“现在感觉怎么样?疼么?不疼?”
“……我帮你擦一下这里,好不好?疼就说出来,主动告诉我。”
“别怕,没事的,没事。会擦得很干净。”
“纪荣,是什么?”陆恩慈想喝水:“烫烫的,好像在流……”
她有些茫然,不论二十岁还是廿九岁,她都对这方面完全没经验。
男人声音一如往日冷静,但有些哑:“…不知道。”
“不知道?”陆恩慈迟钝地看着他。
“是,”纪荣的语速很慢:“对不起,我不知道该把它叫做什么。”
他对这一切也完全没准备。像《奥德赛》里乍然通过腿上伤疤认出奥德修斯的仆人,他的英雄明明离乡又突然回来,乔装打扮,少女的面孔。
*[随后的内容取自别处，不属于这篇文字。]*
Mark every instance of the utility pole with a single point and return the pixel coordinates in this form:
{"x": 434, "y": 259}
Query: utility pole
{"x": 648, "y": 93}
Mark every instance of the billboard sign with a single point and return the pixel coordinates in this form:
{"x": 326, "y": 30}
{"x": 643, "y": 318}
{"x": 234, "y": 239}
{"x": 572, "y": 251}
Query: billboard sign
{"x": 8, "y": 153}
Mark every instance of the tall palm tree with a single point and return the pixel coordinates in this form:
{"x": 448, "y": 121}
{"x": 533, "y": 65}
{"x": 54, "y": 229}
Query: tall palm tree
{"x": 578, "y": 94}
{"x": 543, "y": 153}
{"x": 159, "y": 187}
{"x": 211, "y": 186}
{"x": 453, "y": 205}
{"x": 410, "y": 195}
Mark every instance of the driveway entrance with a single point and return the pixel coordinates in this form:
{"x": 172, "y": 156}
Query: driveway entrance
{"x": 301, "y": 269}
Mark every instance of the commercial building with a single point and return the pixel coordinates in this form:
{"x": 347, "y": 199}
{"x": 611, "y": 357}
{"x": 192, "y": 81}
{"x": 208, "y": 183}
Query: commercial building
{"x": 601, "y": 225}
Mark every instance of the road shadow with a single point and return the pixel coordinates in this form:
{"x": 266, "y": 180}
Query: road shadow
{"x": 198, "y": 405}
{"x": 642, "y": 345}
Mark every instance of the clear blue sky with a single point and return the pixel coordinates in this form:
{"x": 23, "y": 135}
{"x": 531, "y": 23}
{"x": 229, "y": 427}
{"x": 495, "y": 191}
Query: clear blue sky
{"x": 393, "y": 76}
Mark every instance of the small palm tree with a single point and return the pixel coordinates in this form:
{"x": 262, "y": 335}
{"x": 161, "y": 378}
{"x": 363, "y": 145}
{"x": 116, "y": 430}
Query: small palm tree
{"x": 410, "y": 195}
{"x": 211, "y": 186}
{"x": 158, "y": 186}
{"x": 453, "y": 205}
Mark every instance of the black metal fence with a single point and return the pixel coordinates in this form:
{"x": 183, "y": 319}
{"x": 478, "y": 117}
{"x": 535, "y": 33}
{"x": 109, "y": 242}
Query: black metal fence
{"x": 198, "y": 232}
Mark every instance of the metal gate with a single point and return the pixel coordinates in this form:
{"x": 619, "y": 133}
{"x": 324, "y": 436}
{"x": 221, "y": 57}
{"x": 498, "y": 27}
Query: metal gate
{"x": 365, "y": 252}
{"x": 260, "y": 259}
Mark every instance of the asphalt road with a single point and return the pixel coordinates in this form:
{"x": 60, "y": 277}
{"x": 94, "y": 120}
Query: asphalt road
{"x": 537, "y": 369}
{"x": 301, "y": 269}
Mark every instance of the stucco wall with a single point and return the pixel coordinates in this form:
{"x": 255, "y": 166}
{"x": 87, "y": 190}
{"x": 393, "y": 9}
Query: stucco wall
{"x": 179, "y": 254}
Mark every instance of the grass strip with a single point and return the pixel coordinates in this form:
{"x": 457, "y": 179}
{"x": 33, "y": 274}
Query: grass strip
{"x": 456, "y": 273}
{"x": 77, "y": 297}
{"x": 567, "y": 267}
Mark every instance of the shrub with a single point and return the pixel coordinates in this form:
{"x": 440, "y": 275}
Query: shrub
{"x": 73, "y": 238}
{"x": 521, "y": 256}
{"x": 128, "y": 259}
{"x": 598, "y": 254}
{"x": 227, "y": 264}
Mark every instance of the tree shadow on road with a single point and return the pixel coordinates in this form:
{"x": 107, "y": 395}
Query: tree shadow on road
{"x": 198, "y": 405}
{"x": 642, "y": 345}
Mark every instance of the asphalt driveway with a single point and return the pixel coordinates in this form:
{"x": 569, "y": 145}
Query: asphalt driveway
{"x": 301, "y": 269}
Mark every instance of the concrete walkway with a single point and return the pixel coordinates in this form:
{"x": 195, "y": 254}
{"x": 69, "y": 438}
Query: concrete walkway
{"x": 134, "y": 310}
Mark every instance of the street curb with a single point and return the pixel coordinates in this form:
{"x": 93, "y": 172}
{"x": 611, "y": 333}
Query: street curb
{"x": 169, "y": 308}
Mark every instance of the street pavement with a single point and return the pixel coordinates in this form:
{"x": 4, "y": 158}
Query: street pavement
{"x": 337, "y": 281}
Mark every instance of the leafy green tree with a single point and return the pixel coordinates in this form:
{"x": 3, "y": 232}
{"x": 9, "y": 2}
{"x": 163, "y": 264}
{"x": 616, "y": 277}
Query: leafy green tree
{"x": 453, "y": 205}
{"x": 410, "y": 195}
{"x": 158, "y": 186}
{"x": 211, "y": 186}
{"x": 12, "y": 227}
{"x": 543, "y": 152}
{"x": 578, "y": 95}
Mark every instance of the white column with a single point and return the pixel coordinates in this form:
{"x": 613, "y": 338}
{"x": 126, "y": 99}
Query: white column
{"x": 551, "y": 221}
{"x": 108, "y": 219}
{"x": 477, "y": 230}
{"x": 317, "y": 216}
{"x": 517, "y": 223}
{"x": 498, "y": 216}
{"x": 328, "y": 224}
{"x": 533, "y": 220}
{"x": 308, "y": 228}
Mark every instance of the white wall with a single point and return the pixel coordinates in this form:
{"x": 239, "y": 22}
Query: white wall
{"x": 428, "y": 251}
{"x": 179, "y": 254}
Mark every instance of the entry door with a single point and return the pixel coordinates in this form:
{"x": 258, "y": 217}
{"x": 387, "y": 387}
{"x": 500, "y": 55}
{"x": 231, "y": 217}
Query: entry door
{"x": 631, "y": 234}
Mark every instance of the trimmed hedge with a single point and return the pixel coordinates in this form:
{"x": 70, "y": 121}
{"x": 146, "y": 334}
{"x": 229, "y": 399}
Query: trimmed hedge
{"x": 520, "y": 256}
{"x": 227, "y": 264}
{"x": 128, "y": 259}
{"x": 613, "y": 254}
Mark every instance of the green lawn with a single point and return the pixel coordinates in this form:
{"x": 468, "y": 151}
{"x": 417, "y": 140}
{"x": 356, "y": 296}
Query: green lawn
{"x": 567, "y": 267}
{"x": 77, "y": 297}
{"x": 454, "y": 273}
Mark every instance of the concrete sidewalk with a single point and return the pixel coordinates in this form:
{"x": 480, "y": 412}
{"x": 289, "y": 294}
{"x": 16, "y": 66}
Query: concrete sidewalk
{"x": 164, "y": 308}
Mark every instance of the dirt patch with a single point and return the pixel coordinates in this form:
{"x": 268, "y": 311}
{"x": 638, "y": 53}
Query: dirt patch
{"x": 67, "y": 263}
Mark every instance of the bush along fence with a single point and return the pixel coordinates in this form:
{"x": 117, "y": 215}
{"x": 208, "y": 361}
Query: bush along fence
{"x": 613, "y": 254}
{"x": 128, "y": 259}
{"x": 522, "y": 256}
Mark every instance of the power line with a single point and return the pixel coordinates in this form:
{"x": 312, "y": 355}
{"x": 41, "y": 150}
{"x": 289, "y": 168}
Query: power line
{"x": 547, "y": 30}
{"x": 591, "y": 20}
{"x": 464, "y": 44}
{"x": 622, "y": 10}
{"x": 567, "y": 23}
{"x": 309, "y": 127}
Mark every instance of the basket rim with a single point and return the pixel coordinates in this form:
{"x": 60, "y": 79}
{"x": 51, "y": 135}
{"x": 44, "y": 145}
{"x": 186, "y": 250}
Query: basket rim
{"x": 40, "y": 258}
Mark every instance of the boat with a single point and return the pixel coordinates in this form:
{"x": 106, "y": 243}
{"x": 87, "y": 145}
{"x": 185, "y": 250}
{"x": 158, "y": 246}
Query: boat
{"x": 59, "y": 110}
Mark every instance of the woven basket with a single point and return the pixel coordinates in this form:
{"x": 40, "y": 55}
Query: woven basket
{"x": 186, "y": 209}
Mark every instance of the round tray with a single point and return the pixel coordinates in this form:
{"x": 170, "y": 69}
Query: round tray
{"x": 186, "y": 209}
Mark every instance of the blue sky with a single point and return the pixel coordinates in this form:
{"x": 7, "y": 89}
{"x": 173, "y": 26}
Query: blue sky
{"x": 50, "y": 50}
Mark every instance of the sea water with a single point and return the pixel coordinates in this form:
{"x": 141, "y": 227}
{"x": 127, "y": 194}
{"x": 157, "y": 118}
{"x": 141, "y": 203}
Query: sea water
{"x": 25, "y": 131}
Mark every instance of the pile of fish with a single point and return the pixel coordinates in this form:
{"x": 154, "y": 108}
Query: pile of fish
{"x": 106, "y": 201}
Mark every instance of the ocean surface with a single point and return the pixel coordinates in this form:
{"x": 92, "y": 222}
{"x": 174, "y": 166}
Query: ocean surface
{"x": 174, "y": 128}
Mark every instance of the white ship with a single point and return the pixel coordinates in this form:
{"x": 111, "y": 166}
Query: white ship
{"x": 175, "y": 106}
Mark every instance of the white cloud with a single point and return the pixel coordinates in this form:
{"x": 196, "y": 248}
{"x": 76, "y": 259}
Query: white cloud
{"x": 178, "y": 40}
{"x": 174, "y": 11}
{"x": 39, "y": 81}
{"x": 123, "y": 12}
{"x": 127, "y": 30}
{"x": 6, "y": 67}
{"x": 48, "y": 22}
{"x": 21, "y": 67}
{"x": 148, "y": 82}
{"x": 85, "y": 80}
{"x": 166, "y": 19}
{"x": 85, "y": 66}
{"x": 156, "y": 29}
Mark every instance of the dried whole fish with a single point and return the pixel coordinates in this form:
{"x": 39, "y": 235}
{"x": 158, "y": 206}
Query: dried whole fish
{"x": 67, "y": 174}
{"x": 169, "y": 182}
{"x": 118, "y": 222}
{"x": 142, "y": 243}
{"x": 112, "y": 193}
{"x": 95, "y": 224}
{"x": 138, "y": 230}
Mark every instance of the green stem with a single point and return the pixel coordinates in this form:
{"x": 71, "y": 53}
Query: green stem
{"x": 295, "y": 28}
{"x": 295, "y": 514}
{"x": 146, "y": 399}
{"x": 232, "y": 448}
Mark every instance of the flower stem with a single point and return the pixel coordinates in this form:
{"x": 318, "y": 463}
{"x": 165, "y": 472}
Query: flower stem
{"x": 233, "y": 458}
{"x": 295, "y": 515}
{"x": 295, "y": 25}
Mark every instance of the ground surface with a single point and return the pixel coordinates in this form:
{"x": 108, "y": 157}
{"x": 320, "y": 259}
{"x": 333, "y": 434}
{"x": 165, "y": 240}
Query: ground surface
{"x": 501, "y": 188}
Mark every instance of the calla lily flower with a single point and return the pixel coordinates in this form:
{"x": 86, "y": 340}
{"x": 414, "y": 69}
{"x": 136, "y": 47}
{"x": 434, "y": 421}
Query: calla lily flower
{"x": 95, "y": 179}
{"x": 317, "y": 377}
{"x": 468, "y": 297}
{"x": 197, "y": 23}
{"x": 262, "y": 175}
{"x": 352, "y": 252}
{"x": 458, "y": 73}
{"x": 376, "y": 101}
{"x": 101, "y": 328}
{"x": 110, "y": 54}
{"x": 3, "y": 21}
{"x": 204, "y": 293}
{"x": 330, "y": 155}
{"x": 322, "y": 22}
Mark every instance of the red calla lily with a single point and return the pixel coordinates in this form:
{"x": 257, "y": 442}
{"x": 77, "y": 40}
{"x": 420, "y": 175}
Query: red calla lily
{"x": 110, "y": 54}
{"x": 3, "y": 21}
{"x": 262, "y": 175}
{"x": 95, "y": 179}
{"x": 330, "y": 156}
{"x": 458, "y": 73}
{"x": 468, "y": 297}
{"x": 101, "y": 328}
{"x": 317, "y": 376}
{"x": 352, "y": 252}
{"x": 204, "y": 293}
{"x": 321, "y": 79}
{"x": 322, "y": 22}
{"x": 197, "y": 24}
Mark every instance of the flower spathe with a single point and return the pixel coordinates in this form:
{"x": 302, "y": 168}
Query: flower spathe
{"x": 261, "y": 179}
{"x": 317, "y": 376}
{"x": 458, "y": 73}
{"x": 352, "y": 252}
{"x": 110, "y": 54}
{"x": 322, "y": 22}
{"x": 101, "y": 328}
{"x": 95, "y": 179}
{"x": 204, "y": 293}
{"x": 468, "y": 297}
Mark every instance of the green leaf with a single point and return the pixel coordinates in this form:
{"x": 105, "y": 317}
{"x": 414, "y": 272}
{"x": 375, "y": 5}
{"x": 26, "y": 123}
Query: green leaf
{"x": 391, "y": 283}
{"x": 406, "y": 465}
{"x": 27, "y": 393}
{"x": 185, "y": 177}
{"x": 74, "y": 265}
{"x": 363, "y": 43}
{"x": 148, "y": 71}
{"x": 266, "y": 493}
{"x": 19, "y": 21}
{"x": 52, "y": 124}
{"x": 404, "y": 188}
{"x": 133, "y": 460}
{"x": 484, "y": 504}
而他认出她是oy是爱人,伤疤落血,葡萄滚落,即将得到的又走,就像荷马突然出现,将奥德修斯的过往插叙在精彩的相认瞬间。
分秒间他就得接受他曾不知情做过父亲,他自己父亲并不顾家爱妻,他作为孩子长大,没想过生老病死有始有终,这命运和罪名有一天也落在自己头上。
结扎有段时间了,他没想过也没想到,意外竟然这时候来。
那么多的血,未长成的肉。
马捷报带着女医赶来得很快,纪荣直到陆恩慈被送进救护车,才回到卫生间整理自己,把那些血迹洗掉。
纪荣想到刚才,自己是如何抚着陆恩慈汗津津的脸,和她额头相贴。